During a Health and Human Services Committee hearing last week, Rep. Ron Renuart, R-Ponte Vedra Beach, misstated that almost 37 percent of the total income of Planned Parenthood is from abortions and suggested that our organization opposes antichoice bills because "they don't want to lose business."
Rep. Liz Porter, R-Lake City, during closing remarks on a bill to mandate an ultrasound prior to abortion, also misstated that "the real objections of organizations like Planned Parenthood (to this bill) … is fear of the effect to their bottom line." Earlier this month, a member of the U.S. Congress cited inaccurate statistics about the services Planned Parenthood provides and was lampooned in the press.
The very people who are charged with passing laws — including public health policies — seem to be basing their decisions on fiction or outright lies. The fact is that Planned Parenthood is a trusted provider of affordable, quality reproductive health care services. Yes, it does provide abortions, which account for 3 percent of its services. The other 97 percent of its work is preventive, including lifesaving cancer screenings, breast health care, well-woman exams, contraceptive services, and prevention and treatment of sexually transmitted infections and diseases.
Planned Parenthood works hard to give women access to the reproductive health services that they need to stay healthy — and to avoid unintended pregnancies. Too many of our legislators are more interested in promoting their extreme antichoice agenda than they are either in the truth or in helping women avoid unintended pregnancies.
Two years ago the Centers for Disease Control and Prevention reported studies that showed that women in Florida have the least access to reversible contraception, such as the pill, than women in all the rest of the states in our country. Contraceptive use prevents abortions.
During these hard economic times when Florida families are struggling and the number of uninsured is rising, more women are turning to community health providers like Planned Parenthood for trusted, high-quality affordable health care.

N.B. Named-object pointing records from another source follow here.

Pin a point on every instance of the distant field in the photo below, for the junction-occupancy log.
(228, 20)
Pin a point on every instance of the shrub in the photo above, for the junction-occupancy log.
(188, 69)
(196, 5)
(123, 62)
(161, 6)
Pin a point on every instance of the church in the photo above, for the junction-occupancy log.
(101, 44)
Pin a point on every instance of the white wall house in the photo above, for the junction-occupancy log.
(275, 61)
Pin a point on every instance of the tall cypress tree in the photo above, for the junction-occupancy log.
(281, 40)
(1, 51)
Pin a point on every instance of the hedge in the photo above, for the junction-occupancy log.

In this current session of our Legislature, 18 bills that attack women's health and rights have been introduced. From a mandatory ultrasound bill — which would force women to undergo an unnecessary and expensive medical procedure in order to get an abortion — to a full ban on abortion, the impact of these bills, if passed into law, will be devastating. Women's rights would be set back decades. Women's health would be at risk.
The Florida bills are among the most extreme in the nation — many lack exemptions for women who are facing threats to their health or coping with fetal impairment or rape or incest. What is missing from all of these proposals is an understanding of the complicated and unique circumstances women face when deciding to terminate a pregnancy. As legislators consider these bills, they would do well to examine the facts — not rhetoric and lies.
Our legislators owe it to their constituents to debate these anti-choice bills honestly. Instead, our Legislature has become fodder for late-night comics by censoring the word "uterus" and refusing to proclaim "Birth Control Matters Day" — all the while turning their backs on measures that would reduce the number of unintended pregnancies in our state.
Florida needs community health providers like Planned Parenthood for first-rate health care and as an organization willing to fight for women's reproductive health and rights. Especially during these tough economic times, when Floridians face high unemployment rates and many do not have health insurance, good, economical health care is vital.
Our legislators should stop attacking Planned Parenthood and, instead, join them. We all want to reduce the number of abortions in our state, and family planning and sound economical health care for women are the paths to follow.
Dr. Charles Mahan is dean emeritus of the College of Public Health at the University of South Florida. He served as Florida's state health officer from 1988 to 1995.